Many Call Center Workers Are Deported Mexicans
They endure culture shock and wage drop in border towns
By Neal Colgrass, Newser Staff
Posted Aug 22, 2014 3:35 PM CDT
In this Aug. 13, 2014 photo, an overall view of the Firstkontact Center, a call center in the northern border city of Tijuana, Mexico.   (AP Photo/Alex Cossio)

(Newser) – That voice on the phone may sound American, but it could be a deported Mexican working at a call center just south of the border. Thousands of Mexicans deported under the Obama administration are working at call centers in border cities like Tijuana, where their good English enables them to help consumers with questions about things like products, warranties, and deliveries, the AP reports. "If you're deported, more than likely you're going to get a job at a call center," says one who helps customers as far as Kentucky and Wisconsin. "The wages ain't much, but it's good enough for where we're at right now. You can't compare it to the United States."
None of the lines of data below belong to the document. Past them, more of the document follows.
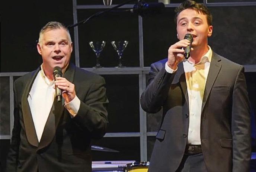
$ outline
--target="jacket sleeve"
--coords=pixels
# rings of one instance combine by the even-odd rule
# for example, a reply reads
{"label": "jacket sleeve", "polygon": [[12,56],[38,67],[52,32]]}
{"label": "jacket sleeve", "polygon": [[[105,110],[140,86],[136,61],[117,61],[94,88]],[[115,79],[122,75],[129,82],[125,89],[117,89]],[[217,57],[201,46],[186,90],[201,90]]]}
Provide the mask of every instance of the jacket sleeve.
{"label": "jacket sleeve", "polygon": [[105,81],[102,77],[99,78],[92,84],[84,99],[80,100],[77,114],[73,119],[81,128],[85,127],[89,131],[94,139],[104,136],[108,123]]}
{"label": "jacket sleeve", "polygon": [[235,83],[232,110],[233,172],[249,171],[251,142],[249,101],[244,68],[240,69]]}
{"label": "jacket sleeve", "polygon": [[163,66],[151,65],[148,78],[149,84],[140,98],[142,108],[149,113],[158,112],[167,97],[168,92],[175,73],[167,72]]}
{"label": "jacket sleeve", "polygon": [[14,88],[14,122],[12,130],[10,149],[6,160],[6,172],[16,171],[20,138],[20,136],[21,126],[20,123],[19,111],[17,100],[16,89],[15,83]]}

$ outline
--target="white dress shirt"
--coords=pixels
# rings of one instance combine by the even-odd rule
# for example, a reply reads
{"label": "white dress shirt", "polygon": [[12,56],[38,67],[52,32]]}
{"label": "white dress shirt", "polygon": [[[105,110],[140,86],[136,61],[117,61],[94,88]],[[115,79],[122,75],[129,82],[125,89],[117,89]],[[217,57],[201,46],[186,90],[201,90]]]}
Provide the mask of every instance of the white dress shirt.
{"label": "white dress shirt", "polygon": [[[44,72],[42,65],[33,84],[28,97],[34,126],[38,142],[40,142],[44,129],[55,98],[54,81],[50,81]],[[77,113],[80,100],[76,97],[64,106],[71,117]]]}
{"label": "white dress shirt", "polygon": [[[200,61],[195,64],[185,59],[183,60],[183,66],[187,90],[189,99],[189,121],[188,136],[188,143],[201,145],[200,126],[201,110],[205,87],[205,83],[208,76],[212,51],[209,46],[209,50],[203,56]],[[169,73],[175,72],[177,68],[173,70],[165,64],[165,69]]]}

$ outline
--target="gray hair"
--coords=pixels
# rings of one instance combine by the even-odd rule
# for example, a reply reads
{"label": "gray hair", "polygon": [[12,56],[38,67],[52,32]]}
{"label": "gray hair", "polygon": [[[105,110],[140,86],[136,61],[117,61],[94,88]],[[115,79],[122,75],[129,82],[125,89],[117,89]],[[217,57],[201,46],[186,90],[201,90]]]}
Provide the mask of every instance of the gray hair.
{"label": "gray hair", "polygon": [[48,30],[58,29],[63,29],[65,30],[68,33],[68,36],[69,41],[71,42],[71,37],[69,33],[68,29],[64,25],[58,22],[48,22],[40,30],[39,33],[39,38],[38,39],[38,43],[41,44],[42,41],[42,38],[43,34],[44,32]]}

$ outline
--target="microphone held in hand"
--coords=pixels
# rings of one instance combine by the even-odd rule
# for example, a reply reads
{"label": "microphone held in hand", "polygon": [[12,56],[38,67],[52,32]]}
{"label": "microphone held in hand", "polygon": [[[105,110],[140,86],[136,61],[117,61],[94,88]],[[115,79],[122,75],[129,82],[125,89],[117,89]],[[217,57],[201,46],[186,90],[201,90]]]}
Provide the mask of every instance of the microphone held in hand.
{"label": "microphone held in hand", "polygon": [[193,40],[193,36],[190,33],[186,34],[184,37],[185,39],[188,39],[190,41],[190,44],[185,48],[185,52],[184,52],[184,56],[186,59],[188,59],[190,56],[190,49],[191,48],[191,45]]}
{"label": "microphone held in hand", "polygon": [[[54,78],[54,81],[56,81],[56,78],[57,77],[62,77],[62,71],[61,68],[58,66],[54,67],[53,68],[53,72],[52,72],[53,77]],[[57,101],[60,101],[62,100],[62,91],[55,85],[55,93]]]}

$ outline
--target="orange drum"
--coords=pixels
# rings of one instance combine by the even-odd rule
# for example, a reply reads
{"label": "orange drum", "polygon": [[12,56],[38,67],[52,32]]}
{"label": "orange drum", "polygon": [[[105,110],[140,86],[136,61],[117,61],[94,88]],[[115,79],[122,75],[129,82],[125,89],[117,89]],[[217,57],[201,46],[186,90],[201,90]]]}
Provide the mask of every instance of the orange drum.
{"label": "orange drum", "polygon": [[125,172],[147,172],[149,162],[134,162],[128,163],[124,168]]}

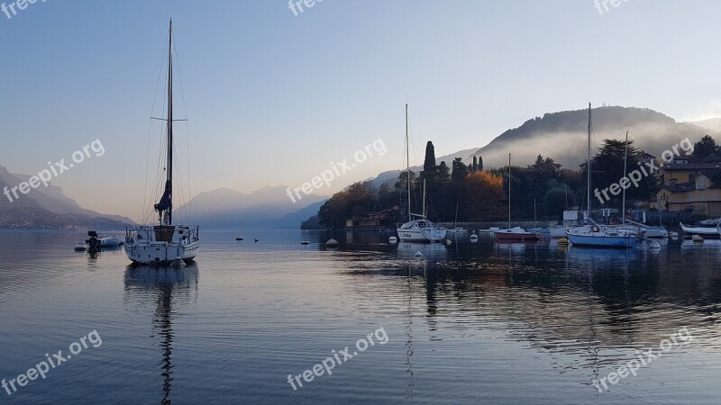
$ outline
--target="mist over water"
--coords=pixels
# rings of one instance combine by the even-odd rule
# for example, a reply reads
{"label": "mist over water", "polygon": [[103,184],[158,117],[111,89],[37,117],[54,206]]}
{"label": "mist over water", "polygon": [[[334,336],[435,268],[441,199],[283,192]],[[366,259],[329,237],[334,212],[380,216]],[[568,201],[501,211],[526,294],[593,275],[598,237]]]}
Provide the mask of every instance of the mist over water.
{"label": "mist over water", "polygon": [[[714,403],[721,245],[386,244],[389,233],[205,232],[196,263],[97,259],[71,232],[0,232],[0,378],[96,330],[102,346],[5,403]],[[326,249],[333,237],[338,249]],[[259,238],[254,243],[253,238]],[[308,246],[300,241],[307,239]],[[29,250],[27,246],[35,248]],[[422,258],[415,256],[420,251]],[[593,386],[688,327],[693,340]],[[287,382],[383,328],[297,391]],[[119,376],[123,376],[119,378]],[[301,380],[303,381],[303,380]],[[672,390],[671,388],[672,388]]]}

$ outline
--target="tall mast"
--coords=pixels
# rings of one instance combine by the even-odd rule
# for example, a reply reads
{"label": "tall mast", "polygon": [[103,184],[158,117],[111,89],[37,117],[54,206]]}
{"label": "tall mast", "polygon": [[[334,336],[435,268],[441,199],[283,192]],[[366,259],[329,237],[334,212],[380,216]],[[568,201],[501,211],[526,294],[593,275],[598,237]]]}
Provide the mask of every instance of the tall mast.
{"label": "tall mast", "polygon": [[[625,148],[624,149],[624,177],[625,177],[626,166],[628,164],[628,131],[625,131]],[[625,223],[625,187],[624,187],[624,202],[621,208],[621,223]]]}
{"label": "tall mast", "polygon": [[588,215],[591,215],[591,104],[589,103],[589,159],[586,161],[586,188],[588,200]]}
{"label": "tall mast", "polygon": [[511,229],[511,154],[508,154],[508,229]]}
{"label": "tall mast", "polygon": [[408,104],[406,103],[406,183],[408,184],[408,222],[411,221],[411,159],[408,146]]}
{"label": "tall mast", "polygon": [[173,223],[173,20],[170,19],[168,40],[168,209],[165,212],[165,224]]}

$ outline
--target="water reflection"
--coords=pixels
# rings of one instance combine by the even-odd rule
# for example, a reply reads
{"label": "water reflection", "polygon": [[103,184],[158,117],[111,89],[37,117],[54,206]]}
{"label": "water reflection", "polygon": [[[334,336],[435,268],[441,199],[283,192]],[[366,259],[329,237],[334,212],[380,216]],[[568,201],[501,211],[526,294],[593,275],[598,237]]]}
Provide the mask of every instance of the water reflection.
{"label": "water reflection", "polygon": [[187,266],[150,267],[129,266],[124,275],[124,302],[128,306],[142,305],[152,310],[152,328],[160,338],[161,404],[170,404],[173,374],[173,341],[176,338],[173,321],[178,304],[197,299],[198,268],[196,264]]}

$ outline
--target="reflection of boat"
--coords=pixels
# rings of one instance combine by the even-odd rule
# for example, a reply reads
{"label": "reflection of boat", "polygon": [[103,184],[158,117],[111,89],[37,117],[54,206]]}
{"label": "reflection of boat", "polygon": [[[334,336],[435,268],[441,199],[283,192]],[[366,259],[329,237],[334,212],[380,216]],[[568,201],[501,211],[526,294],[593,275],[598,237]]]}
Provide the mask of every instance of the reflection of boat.
{"label": "reflection of boat", "polygon": [[176,259],[192,261],[200,248],[198,227],[173,225],[173,22],[168,48],[168,117],[165,191],[155,204],[160,225],[141,225],[125,232],[125,254],[136,263],[165,264]]}
{"label": "reflection of boat", "polygon": [[[398,244],[398,254],[405,259],[418,260],[424,258],[431,262],[445,260],[448,249],[443,243],[412,243],[401,242]],[[416,256],[420,252],[422,256]]]}
{"label": "reflection of boat", "polygon": [[[402,242],[438,242],[448,230],[435,226],[425,218],[425,181],[423,183],[423,214],[411,213],[411,168],[408,156],[408,104],[406,104],[406,183],[408,185],[408,221],[397,229]],[[413,217],[419,218],[414,220]]]}
{"label": "reflection of boat", "polygon": [[[132,307],[145,304],[151,310],[153,342],[151,347],[160,347],[160,375],[162,380],[162,404],[170,403],[173,382],[173,342],[177,339],[173,321],[178,306],[187,304],[197,293],[198,269],[196,265],[181,268],[128,266],[125,270],[125,302]],[[193,288],[191,288],[193,287]],[[155,340],[160,338],[160,342]]]}
{"label": "reflection of boat", "polygon": [[680,224],[681,230],[683,230],[683,233],[686,236],[694,236],[698,235],[704,238],[711,237],[711,238],[720,238],[721,237],[721,230],[716,228],[707,228],[707,227],[687,227],[684,224]]}

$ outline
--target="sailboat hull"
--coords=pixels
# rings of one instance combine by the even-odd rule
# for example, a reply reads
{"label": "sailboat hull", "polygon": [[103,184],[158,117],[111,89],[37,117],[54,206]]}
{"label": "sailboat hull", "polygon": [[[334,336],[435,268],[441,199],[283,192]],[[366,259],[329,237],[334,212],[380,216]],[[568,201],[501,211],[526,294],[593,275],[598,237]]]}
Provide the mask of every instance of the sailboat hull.
{"label": "sailboat hull", "polygon": [[569,233],[569,241],[571,245],[580,248],[631,248],[636,244],[634,235],[623,236],[599,236],[599,235],[573,235]]}
{"label": "sailboat hull", "polygon": [[513,232],[510,230],[502,230],[493,233],[499,240],[538,240],[541,238],[533,232]]}
{"label": "sailboat hull", "polygon": [[125,255],[141,265],[169,265],[192,261],[200,249],[198,229],[178,226],[143,226],[127,231]]}
{"label": "sailboat hull", "polygon": [[153,246],[132,245],[125,246],[125,255],[132,261],[141,265],[169,265],[180,257],[187,263],[197,255],[200,242],[186,246]]}
{"label": "sailboat hull", "polygon": [[398,238],[402,242],[440,242],[445,238],[448,230],[439,228],[407,230],[398,228]]}

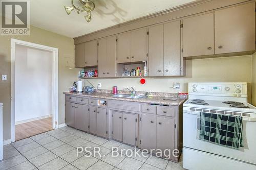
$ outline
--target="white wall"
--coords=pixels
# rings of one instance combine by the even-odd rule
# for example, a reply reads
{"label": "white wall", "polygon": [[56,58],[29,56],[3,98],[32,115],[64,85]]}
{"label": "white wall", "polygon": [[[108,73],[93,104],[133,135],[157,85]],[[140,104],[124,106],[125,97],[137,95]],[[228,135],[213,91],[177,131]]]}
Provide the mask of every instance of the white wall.
{"label": "white wall", "polygon": [[52,53],[16,45],[15,122],[52,115]]}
Indeed, the typical $150 starting salary is a big drop for those who lived in the US—especially during the mid-2000s housing boom. And the sudden move can lead to various problems, like culture shock, depression, and hassles with police for lacking Mexican ID. Plus, many came to the attention of US authorities because they had committed a crime; some wear gang tattoos. "We have employees who, unfortunately, fell in with the wrong crowds and pursued lives of crime but, oddly enough, many of them are very loyal," says a center's marketing director. And more are coming: A Mexican faces deportation for running a brothel in Trenton, NJ, the Star-Ledger reports, and a "notorious serial plaintiff" who has sued over 800 LA-area businesses for allegedly violating the Americans with Disabilities Act has been deported to Mexico, reports ABC7.